Google Books & a 1961 English maintenance manual

Google Books & a 1961 English maintenance manual

Look what is posted on Google Books! I have a hardcopy version I bought through eBay (from a UK seller), and while looking for more information about its London-based publisher I found the Google Books listing. My copy is where the photos and scans in this post came from. There is no version for sale on Google Books *yet*, but once that becomes fully functional, it will be. It looks like there will also be links allowing you to find it (and other books) in your local library or to buy copies for sale.  

Publisher’s information from the back cover.

What a cool way to do the table of contents!

Incidentally, scanning the book on my flatbed scanner gives a bright blue instead of the red seen by the eye and camera – which must be a clue as to which ink was used for printing, although I can’t find anything online that explains the effect. I’m wondering whether it’s one of the lead-containing inks that got vintage children’s books relegated to collectible status under the new CPSIA regulations in the US. Just in case, I’m storing it way out of reach of my kids, and washed my hands well after handling it.

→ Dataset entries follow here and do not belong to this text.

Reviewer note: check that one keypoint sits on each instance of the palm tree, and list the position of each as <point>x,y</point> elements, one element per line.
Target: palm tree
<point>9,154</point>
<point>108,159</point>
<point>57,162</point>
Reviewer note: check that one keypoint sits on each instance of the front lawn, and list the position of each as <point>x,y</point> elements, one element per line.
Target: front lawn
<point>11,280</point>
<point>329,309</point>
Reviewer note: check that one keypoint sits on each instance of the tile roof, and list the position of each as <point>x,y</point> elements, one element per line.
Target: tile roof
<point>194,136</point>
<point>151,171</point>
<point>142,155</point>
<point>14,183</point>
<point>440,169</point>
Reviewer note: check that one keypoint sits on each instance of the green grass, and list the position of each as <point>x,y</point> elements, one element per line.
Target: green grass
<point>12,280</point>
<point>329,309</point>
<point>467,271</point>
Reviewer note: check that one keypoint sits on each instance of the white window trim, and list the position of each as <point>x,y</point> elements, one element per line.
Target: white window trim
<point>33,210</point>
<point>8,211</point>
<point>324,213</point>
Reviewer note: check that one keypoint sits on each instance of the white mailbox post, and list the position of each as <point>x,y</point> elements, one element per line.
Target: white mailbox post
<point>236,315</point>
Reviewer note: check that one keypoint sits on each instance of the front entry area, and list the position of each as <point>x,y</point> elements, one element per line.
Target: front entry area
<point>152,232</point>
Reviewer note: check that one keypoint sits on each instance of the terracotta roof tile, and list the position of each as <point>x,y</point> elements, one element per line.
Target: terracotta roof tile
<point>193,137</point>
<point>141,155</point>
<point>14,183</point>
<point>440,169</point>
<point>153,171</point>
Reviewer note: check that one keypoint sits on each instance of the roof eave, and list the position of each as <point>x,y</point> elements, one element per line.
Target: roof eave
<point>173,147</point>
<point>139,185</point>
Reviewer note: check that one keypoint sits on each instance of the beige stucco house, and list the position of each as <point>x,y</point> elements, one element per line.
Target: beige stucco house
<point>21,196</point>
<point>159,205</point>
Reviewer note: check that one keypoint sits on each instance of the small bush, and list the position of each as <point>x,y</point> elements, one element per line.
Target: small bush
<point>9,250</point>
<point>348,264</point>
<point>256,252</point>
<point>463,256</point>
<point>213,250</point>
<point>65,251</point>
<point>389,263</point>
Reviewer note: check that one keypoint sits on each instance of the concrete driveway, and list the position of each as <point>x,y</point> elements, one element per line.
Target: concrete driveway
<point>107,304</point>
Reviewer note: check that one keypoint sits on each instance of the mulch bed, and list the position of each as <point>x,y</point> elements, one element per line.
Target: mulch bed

Scanned figure from inside back cover. Not only does the red ink scan as blue, but the paper itself has a blue tint when scanned, which you can still see along the fold after colour-adjusting the image for readability.

Here’s the review I wrote on Google Books:

I have an original copy of this booklet, which is clearly written and has illustrations throughout. It was designed to be a quick reference, carried in the bicycle saddlebag, and it goes through common issues and how to fix them for all parts of the bicycle. If you own an English-made roadster-style bicycle of the period – or a modern bicycle manufactured with the English roadster as its model – you’ll probably find this extremely helpful.

 
Typical of the layout of the interior pages.
These pages show the entire entries for The Pedal and The Chain.

I wonder what other vintage bicycle treasures are lurking in Google’s database?